It’s been about 12 years since a couple of us started working to bring clean, non-polluting trucks to the Port of Los Angeles. On a Wednesday night in April in a small trailer in a truck yard in Wilmington, a coalition that includes the Angeles Chapter’s Harbor Vision Task Force scored a victory when nearly 50 employee truck drivers voted to join the Teamsters.
The task force started working with Teamsters and the Longshoreman’s union on trucking issues in 2002. Four years later, the Sierra Club began participating in a national campaign based on local coalitions to fight for clean trucks and employee status for drivers. Early in 2006, an organizer from Change to Win contacted Sierra Club National offices in San Francisco to seek the Club’s participation.

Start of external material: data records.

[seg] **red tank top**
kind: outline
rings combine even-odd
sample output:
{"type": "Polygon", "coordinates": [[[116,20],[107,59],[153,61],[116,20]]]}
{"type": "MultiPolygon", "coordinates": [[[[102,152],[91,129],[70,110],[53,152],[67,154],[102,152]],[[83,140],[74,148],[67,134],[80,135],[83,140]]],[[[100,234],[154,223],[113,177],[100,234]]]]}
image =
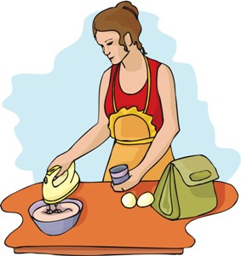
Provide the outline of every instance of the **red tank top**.
{"type": "MultiPolygon", "coordinates": [[[[158,69],[161,63],[150,58],[146,59],[150,67],[151,90],[149,104],[146,113],[152,116],[152,123],[153,125],[155,125],[156,131],[158,131],[164,122],[162,104],[158,91],[158,69]]],[[[135,106],[137,107],[139,111],[143,111],[146,106],[147,96],[147,81],[138,92],[135,94],[125,93],[121,89],[119,84],[119,67],[120,64],[113,65],[112,67],[110,84],[105,102],[105,111],[108,118],[112,113],[115,113],[112,96],[113,86],[115,86],[115,102],[118,111],[122,108],[126,108],[129,109],[135,106]],[[115,84],[113,84],[114,74],[116,72],[115,84]]]]}

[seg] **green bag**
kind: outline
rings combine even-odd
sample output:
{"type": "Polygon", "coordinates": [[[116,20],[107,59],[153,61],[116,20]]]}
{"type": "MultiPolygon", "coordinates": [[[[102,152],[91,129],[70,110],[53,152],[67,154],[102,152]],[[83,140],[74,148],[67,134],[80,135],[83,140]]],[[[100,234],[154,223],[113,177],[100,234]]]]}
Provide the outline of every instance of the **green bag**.
{"type": "Polygon", "coordinates": [[[213,181],[215,167],[204,155],[192,155],[170,162],[154,193],[152,207],[169,219],[196,217],[217,205],[213,181]]]}

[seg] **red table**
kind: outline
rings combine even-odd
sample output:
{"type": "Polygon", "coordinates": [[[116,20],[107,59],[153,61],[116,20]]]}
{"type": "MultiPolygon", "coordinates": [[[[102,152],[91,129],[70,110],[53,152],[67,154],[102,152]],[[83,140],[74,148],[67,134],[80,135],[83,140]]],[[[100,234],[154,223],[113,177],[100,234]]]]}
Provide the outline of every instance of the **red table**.
{"type": "MultiPolygon", "coordinates": [[[[132,189],[139,197],[154,192],[157,182],[141,182],[132,189]]],[[[218,205],[212,212],[231,208],[238,199],[230,184],[215,182],[218,205]]],[[[186,224],[201,218],[169,220],[152,207],[127,209],[121,204],[126,192],[114,192],[110,183],[81,183],[70,196],[83,203],[77,224],[59,236],[43,233],[32,220],[29,207],[42,200],[42,183],[25,188],[6,198],[2,203],[5,212],[22,216],[21,225],[6,239],[7,246],[15,253],[37,253],[67,255],[182,253],[195,241],[186,231],[186,224]]]]}

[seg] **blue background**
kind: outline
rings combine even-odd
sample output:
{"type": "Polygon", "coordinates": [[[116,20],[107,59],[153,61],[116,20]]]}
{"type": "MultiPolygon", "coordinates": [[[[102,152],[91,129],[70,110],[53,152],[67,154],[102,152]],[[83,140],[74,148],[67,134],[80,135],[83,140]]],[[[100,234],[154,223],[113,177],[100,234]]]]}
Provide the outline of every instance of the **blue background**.
{"type": "MultiPolygon", "coordinates": [[[[35,182],[42,181],[50,161],[97,121],[99,84],[111,63],[92,35],[95,15],[86,19],[80,38],[56,56],[50,73],[14,76],[13,93],[3,102],[20,118],[15,132],[23,151],[16,165],[32,171],[35,182]]],[[[175,157],[204,154],[216,166],[220,179],[227,181],[237,171],[240,155],[215,145],[208,104],[198,100],[192,66],[173,61],[176,42],[158,30],[158,17],[141,12],[140,20],[147,56],[169,66],[175,77],[181,127],[172,144],[175,157]]],[[[77,161],[83,181],[102,179],[112,145],[110,138],[77,161]]]]}

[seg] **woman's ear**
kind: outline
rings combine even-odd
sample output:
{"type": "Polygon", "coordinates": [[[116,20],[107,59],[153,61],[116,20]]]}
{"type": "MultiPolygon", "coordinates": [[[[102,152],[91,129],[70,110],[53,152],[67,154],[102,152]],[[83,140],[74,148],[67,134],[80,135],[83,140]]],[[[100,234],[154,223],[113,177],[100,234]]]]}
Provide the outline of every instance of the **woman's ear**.
{"type": "Polygon", "coordinates": [[[131,36],[130,36],[129,32],[128,32],[124,35],[123,39],[124,39],[124,43],[127,47],[131,46],[132,39],[131,39],[131,36]]]}

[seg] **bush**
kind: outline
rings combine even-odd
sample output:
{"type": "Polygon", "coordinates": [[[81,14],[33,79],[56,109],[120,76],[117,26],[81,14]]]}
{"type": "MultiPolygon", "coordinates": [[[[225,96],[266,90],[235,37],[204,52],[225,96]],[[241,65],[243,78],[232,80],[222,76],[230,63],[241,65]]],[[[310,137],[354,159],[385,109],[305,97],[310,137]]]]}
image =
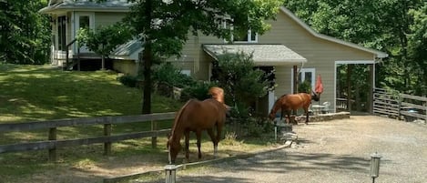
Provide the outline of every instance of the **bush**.
{"type": "Polygon", "coordinates": [[[117,80],[124,86],[127,86],[129,87],[136,87],[137,83],[137,76],[132,76],[130,75],[124,75],[122,76],[118,76],[117,80]]]}
{"type": "Polygon", "coordinates": [[[184,87],[181,92],[181,100],[187,101],[190,98],[197,98],[198,100],[204,100],[210,97],[208,90],[211,86],[216,86],[216,83],[198,81],[193,86],[184,87]]]}
{"type": "Polygon", "coordinates": [[[194,79],[181,73],[181,69],[170,63],[157,66],[153,72],[153,80],[161,85],[177,87],[186,87],[195,84],[194,79]]]}

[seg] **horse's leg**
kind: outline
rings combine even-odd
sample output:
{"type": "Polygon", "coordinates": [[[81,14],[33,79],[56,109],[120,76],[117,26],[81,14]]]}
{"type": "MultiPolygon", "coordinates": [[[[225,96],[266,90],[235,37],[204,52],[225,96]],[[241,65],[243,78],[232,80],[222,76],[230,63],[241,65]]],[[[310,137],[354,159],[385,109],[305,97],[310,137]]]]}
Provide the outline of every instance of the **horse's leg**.
{"type": "Polygon", "coordinates": [[[218,143],[219,143],[219,141],[221,140],[221,136],[222,136],[222,126],[224,125],[224,121],[223,122],[218,122],[217,123],[217,139],[216,139],[216,145],[214,147],[214,152],[218,152],[218,143]]]}
{"type": "Polygon", "coordinates": [[[184,136],[186,138],[186,163],[189,162],[189,130],[186,130],[184,132],[184,136]]]}
{"type": "Polygon", "coordinates": [[[305,124],[309,125],[309,107],[304,107],[305,112],[305,124]]]}
{"type": "Polygon", "coordinates": [[[215,137],[215,134],[213,133],[213,128],[208,128],[207,129],[208,134],[210,137],[210,140],[212,140],[212,143],[214,145],[214,158],[217,158],[217,151],[218,151],[218,141],[215,137]]]}
{"type": "Polygon", "coordinates": [[[291,111],[291,110],[287,110],[287,111],[286,111],[286,115],[288,115],[288,122],[287,122],[287,124],[291,123],[291,120],[292,120],[292,119],[290,119],[290,111],[291,111]]]}
{"type": "Polygon", "coordinates": [[[201,159],[201,151],[200,151],[200,146],[201,146],[201,142],[200,142],[200,138],[201,138],[201,130],[197,130],[196,131],[196,137],[198,138],[198,160],[201,159]]]}

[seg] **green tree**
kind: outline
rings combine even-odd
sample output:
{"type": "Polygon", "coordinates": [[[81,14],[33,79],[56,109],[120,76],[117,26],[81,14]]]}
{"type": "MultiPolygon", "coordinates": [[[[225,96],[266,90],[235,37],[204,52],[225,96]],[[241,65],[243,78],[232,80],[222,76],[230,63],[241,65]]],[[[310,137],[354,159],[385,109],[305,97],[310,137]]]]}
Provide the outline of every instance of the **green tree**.
{"type": "Polygon", "coordinates": [[[269,89],[264,71],[255,68],[251,55],[226,53],[219,56],[216,66],[217,78],[213,79],[225,89],[226,100],[235,106],[248,108],[269,89]]]}
{"type": "Polygon", "coordinates": [[[135,3],[127,22],[144,42],[144,91],[142,113],[151,113],[151,66],[161,57],[179,56],[188,33],[230,37],[230,31],[219,25],[220,19],[233,20],[236,31],[251,29],[263,34],[264,22],[274,18],[280,0],[129,0],[135,3]]]}
{"type": "Polygon", "coordinates": [[[102,69],[105,69],[105,57],[108,56],[119,45],[132,38],[130,27],[121,23],[99,26],[97,30],[82,28],[76,36],[79,44],[102,56],[102,69]]]}
{"type": "Polygon", "coordinates": [[[0,0],[0,62],[45,64],[48,62],[50,25],[37,10],[46,0],[0,0]]]}
{"type": "Polygon", "coordinates": [[[284,5],[321,34],[388,53],[377,69],[381,86],[425,95],[425,1],[285,0],[284,5]]]}

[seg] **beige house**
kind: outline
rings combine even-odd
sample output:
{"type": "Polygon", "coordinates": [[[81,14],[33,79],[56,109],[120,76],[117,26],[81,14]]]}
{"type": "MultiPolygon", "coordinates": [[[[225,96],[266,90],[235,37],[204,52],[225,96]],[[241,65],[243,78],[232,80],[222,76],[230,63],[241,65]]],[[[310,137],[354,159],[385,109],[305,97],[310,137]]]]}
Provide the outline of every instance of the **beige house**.
{"type": "MultiPolygon", "coordinates": [[[[127,0],[110,0],[102,5],[86,1],[50,0],[48,6],[40,12],[52,16],[52,64],[65,65],[66,56],[68,60],[95,56],[85,47],[78,47],[77,44],[73,43],[76,31],[83,26],[95,28],[119,21],[128,11],[129,5],[127,0]]],[[[274,92],[259,102],[261,112],[267,113],[280,96],[293,93],[297,82],[307,80],[314,88],[318,75],[321,76],[324,87],[320,104],[330,102],[330,112],[335,112],[341,101],[337,97],[338,66],[348,64],[367,66],[371,72],[368,80],[371,84],[369,88],[371,91],[375,64],[388,56],[381,51],[320,35],[285,7],[280,9],[276,20],[269,23],[271,29],[266,34],[260,36],[249,31],[248,36],[240,36],[232,45],[213,36],[190,36],[182,50],[182,56],[168,61],[181,66],[185,74],[208,80],[212,75],[212,61],[224,50],[253,53],[257,66],[274,69],[278,84],[274,92]]],[[[121,46],[110,56],[115,58],[112,67],[135,74],[141,50],[141,43],[137,41],[121,46]]]]}

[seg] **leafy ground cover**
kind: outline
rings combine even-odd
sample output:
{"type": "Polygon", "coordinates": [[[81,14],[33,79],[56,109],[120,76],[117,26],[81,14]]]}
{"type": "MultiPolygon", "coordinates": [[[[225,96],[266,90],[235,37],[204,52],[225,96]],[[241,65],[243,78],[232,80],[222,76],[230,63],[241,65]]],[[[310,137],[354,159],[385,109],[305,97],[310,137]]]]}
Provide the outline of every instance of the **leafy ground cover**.
{"type": "MultiPolygon", "coordinates": [[[[141,90],[124,86],[117,80],[117,76],[113,71],[70,72],[51,66],[0,64],[0,123],[140,114],[141,90]]],[[[174,112],[182,105],[172,98],[153,95],[154,113],[174,112]]],[[[147,126],[117,125],[113,133],[145,131],[150,128],[147,126]]],[[[170,126],[171,121],[158,122],[158,128],[170,126]]],[[[64,139],[101,134],[100,126],[58,128],[58,137],[64,139]]],[[[4,133],[0,134],[0,145],[46,140],[46,130],[4,133]]],[[[60,148],[56,162],[47,161],[46,150],[2,153],[0,182],[102,182],[107,177],[162,168],[168,163],[166,139],[158,137],[156,148],[151,147],[151,138],[114,143],[113,154],[107,157],[103,156],[102,145],[60,148]]],[[[269,146],[266,143],[269,140],[231,138],[220,143],[219,148],[222,156],[229,156],[269,146]]],[[[192,153],[197,151],[195,143],[191,140],[192,153]]],[[[213,158],[211,147],[205,137],[204,158],[213,158]]]]}

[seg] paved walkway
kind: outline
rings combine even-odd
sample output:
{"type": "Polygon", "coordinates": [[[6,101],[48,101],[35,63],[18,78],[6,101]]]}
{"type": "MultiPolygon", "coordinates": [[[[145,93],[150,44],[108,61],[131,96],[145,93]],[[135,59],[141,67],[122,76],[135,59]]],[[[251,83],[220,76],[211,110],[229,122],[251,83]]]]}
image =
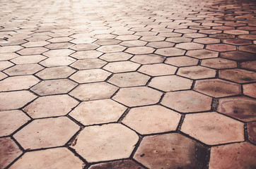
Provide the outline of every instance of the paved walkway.
{"type": "Polygon", "coordinates": [[[1,0],[0,168],[256,168],[256,4],[1,0]]]}

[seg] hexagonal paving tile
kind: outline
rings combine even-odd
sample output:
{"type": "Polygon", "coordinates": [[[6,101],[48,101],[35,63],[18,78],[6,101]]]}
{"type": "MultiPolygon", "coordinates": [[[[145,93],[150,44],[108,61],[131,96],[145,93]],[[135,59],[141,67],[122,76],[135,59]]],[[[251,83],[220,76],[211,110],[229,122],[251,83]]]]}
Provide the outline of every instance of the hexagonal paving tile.
{"type": "Polygon", "coordinates": [[[48,49],[44,47],[32,47],[32,48],[25,48],[17,53],[21,55],[35,55],[41,54],[47,51],[49,51],[48,49]]]}
{"type": "Polygon", "coordinates": [[[253,54],[256,53],[256,45],[251,44],[251,45],[247,45],[247,46],[238,46],[239,51],[248,51],[253,54]]]}
{"type": "Polygon", "coordinates": [[[66,148],[56,148],[25,153],[10,168],[83,168],[85,164],[66,148]]]}
{"type": "Polygon", "coordinates": [[[243,85],[243,94],[256,99],[256,83],[243,85]]]}
{"type": "Polygon", "coordinates": [[[68,93],[76,85],[77,83],[68,79],[49,80],[40,82],[30,89],[40,96],[45,96],[68,93]]]}
{"type": "Polygon", "coordinates": [[[83,69],[94,69],[100,68],[105,65],[107,62],[98,58],[87,58],[83,60],[78,60],[72,63],[71,66],[77,68],[78,70],[83,69]]]}
{"type": "Polygon", "coordinates": [[[216,75],[216,70],[200,65],[180,68],[177,75],[186,77],[190,79],[204,79],[214,77],[216,75]]]}
{"type": "Polygon", "coordinates": [[[116,122],[127,109],[111,100],[103,99],[81,103],[69,115],[84,125],[116,122]]]}
{"type": "Polygon", "coordinates": [[[219,53],[206,49],[199,49],[189,51],[186,53],[186,55],[197,58],[217,58],[219,53]]]}
{"type": "Polygon", "coordinates": [[[39,82],[33,75],[9,77],[0,81],[0,92],[28,89],[39,82]]]}
{"type": "Polygon", "coordinates": [[[47,52],[45,52],[43,55],[48,56],[50,58],[60,57],[60,56],[63,57],[63,56],[68,56],[74,52],[75,52],[74,51],[71,49],[62,49],[50,50],[47,52]]]}
{"type": "Polygon", "coordinates": [[[94,164],[89,169],[105,169],[105,168],[122,168],[122,169],[144,169],[134,161],[132,160],[115,161],[108,163],[94,164]]]}
{"type": "Polygon", "coordinates": [[[221,42],[220,39],[211,38],[211,37],[202,37],[202,38],[197,38],[193,40],[194,42],[204,44],[218,44],[221,42]]]}
{"type": "Polygon", "coordinates": [[[111,53],[111,52],[122,51],[125,49],[126,47],[120,45],[106,45],[98,48],[97,50],[99,51],[102,51],[103,53],[111,53]]]}
{"type": "Polygon", "coordinates": [[[256,61],[245,61],[245,62],[240,63],[240,67],[241,68],[256,71],[255,64],[256,64],[256,61]]]}
{"type": "Polygon", "coordinates": [[[0,168],[6,168],[11,162],[22,154],[22,151],[10,138],[0,138],[0,168]]]}
{"type": "Polygon", "coordinates": [[[149,86],[164,91],[171,92],[190,89],[193,81],[177,75],[161,76],[153,77],[149,86]]]}
{"type": "Polygon", "coordinates": [[[204,48],[203,44],[194,43],[194,42],[187,42],[187,43],[180,43],[175,45],[175,47],[180,48],[186,50],[193,50],[193,49],[200,49],[204,48]]]}
{"type": "Polygon", "coordinates": [[[8,75],[25,75],[34,74],[44,68],[38,64],[16,65],[4,72],[8,75]]]}
{"type": "Polygon", "coordinates": [[[78,70],[70,79],[78,83],[95,82],[105,80],[111,73],[102,69],[78,70]]]}
{"type": "Polygon", "coordinates": [[[87,127],[71,147],[89,163],[130,156],[139,137],[120,124],[87,127]]]}
{"type": "Polygon", "coordinates": [[[210,169],[250,168],[256,165],[255,146],[247,142],[214,146],[211,149],[210,169]]]}
{"type": "Polygon", "coordinates": [[[249,122],[256,120],[255,108],[255,99],[236,96],[219,99],[217,111],[242,121],[249,122]]]}
{"type": "Polygon", "coordinates": [[[143,138],[134,159],[149,168],[206,168],[206,149],[178,133],[143,138]]]}
{"type": "Polygon", "coordinates": [[[201,65],[216,69],[233,68],[238,66],[235,61],[221,58],[204,59],[202,61],[201,65]]]}
{"type": "Polygon", "coordinates": [[[37,96],[28,91],[1,92],[0,111],[8,111],[23,107],[37,96]]]}
{"type": "Polygon", "coordinates": [[[132,58],[132,55],[124,52],[115,52],[105,54],[100,57],[100,58],[106,61],[127,61],[132,58]]]}
{"type": "Polygon", "coordinates": [[[18,56],[20,56],[20,55],[15,53],[0,53],[0,61],[7,61],[18,56]]]}
{"type": "Polygon", "coordinates": [[[37,63],[47,57],[42,55],[28,55],[28,56],[21,56],[11,60],[11,61],[16,64],[30,64],[37,63]]]}
{"type": "Polygon", "coordinates": [[[187,56],[178,56],[166,58],[165,63],[175,66],[196,65],[198,63],[198,59],[187,56]]]}
{"type": "Polygon", "coordinates": [[[69,56],[61,56],[56,58],[49,58],[45,61],[41,61],[40,63],[45,67],[54,67],[69,65],[74,61],[76,61],[76,59],[73,58],[69,56]]]}
{"type": "Polygon", "coordinates": [[[77,59],[95,58],[98,58],[102,54],[102,52],[98,51],[76,51],[76,53],[71,54],[71,56],[77,59]]]}
{"type": "Polygon", "coordinates": [[[132,108],[122,123],[141,134],[175,131],[181,115],[161,106],[132,108]]]}
{"type": "Polygon", "coordinates": [[[11,134],[21,126],[30,120],[21,111],[0,111],[0,136],[11,134]]]}
{"type": "Polygon", "coordinates": [[[186,115],[181,131],[209,145],[243,142],[243,123],[216,112],[186,115]]]}
{"type": "Polygon", "coordinates": [[[151,63],[163,63],[165,60],[165,57],[154,55],[154,54],[149,54],[149,55],[135,55],[134,57],[132,58],[131,61],[141,63],[141,64],[151,64],[151,63]]]}
{"type": "Polygon", "coordinates": [[[235,51],[235,46],[223,44],[208,44],[206,49],[216,51],[235,51]]]}
{"type": "Polygon", "coordinates": [[[14,64],[9,61],[0,61],[0,70],[8,68],[14,64]]]}
{"type": "Polygon", "coordinates": [[[33,118],[66,115],[78,102],[69,95],[39,97],[23,110],[33,118]]]}
{"type": "Polygon", "coordinates": [[[197,80],[194,90],[214,97],[238,95],[240,85],[219,79],[197,80]]]}
{"type": "Polygon", "coordinates": [[[220,57],[238,61],[255,60],[254,54],[238,51],[221,52],[220,57]]]}
{"type": "Polygon", "coordinates": [[[125,50],[126,52],[132,54],[152,54],[155,49],[148,46],[129,47],[125,50]]]}
{"type": "Polygon", "coordinates": [[[16,132],[13,137],[24,149],[64,146],[79,130],[66,117],[35,120],[16,132]]]}
{"type": "Polygon", "coordinates": [[[66,78],[76,72],[75,70],[68,66],[59,66],[56,68],[45,68],[37,73],[35,75],[42,80],[66,78]]]}
{"type": "Polygon", "coordinates": [[[70,95],[81,101],[88,101],[110,98],[117,87],[106,82],[96,82],[80,84],[70,95]]]}
{"type": "Polygon", "coordinates": [[[127,106],[154,104],[159,101],[162,93],[147,87],[120,89],[112,98],[127,106]]]}
{"type": "Polygon", "coordinates": [[[155,54],[163,55],[165,56],[175,56],[184,55],[186,51],[177,48],[163,48],[158,49],[155,51],[155,54]]]}
{"type": "Polygon", "coordinates": [[[247,126],[250,142],[256,144],[256,122],[248,123],[247,126]]]}
{"type": "Polygon", "coordinates": [[[134,71],[139,65],[139,64],[131,61],[119,61],[109,63],[103,68],[112,73],[122,73],[134,71]]]}
{"type": "Polygon", "coordinates": [[[161,104],[180,113],[206,111],[211,110],[211,98],[191,90],[168,92],[161,104]]]}
{"type": "Polygon", "coordinates": [[[176,67],[164,63],[142,65],[139,72],[151,76],[173,75],[177,70],[176,67]]]}
{"type": "Polygon", "coordinates": [[[219,77],[238,83],[256,82],[256,73],[243,69],[228,69],[219,70],[219,77]]]}
{"type": "Polygon", "coordinates": [[[115,74],[107,82],[120,87],[126,87],[145,85],[149,79],[149,76],[131,72],[115,74]]]}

They outlined a campaign for clean trucks and employee status for drivers based on a concession model. This was the same sort of campaign the task force had sought from the port back in 2002. Finally, with this vote, the task force scored a victory.
This coalition has been very instructive in terms of the big number of players involved, the Natural Resources Defense Council (which represented the Club pro bono), the Los Angeles Alliance for a New Economy (which coordinated the campaign locally), the Teamsters (who worked to organize the drivers), CLUE (Clergy and Laity United for Economic justice) that worked onthe social issue components of this campaign, lots of local environmental groups, health and economy researchers – all worked in a pitched battle against the National Trucking Association and the National Retail Federation (Wal-Mart dominantly).
Though, this victory is a milestone, the work isn’t yet done. There might be adverse decisions from a case that is winding its way to the U.S. Supreme Court. And, there are some 15,000 port truck drivers.
It remains important to the successful longterm operations of the clean trucks program that trucks are owned by and maintained by trucking companies, and that drivers are scheduled to pick up and drop off loads as employees -- so port terminal operators can see the cost of inefficient operations and benefit from running things smoothly, instead of exploiting drivers, wasting fuel and polluting.
And it is humanly important to uplift the working poor because it’s very hard to advance environmental issues in impoverished and environmentally-blighted neighborhoods when residents don’t have the time or resources to stand up and fight off polluters.
Three big cheers to all our partners in this campaign.
Tom Politeo is chair of the Harbor Vision Task Force.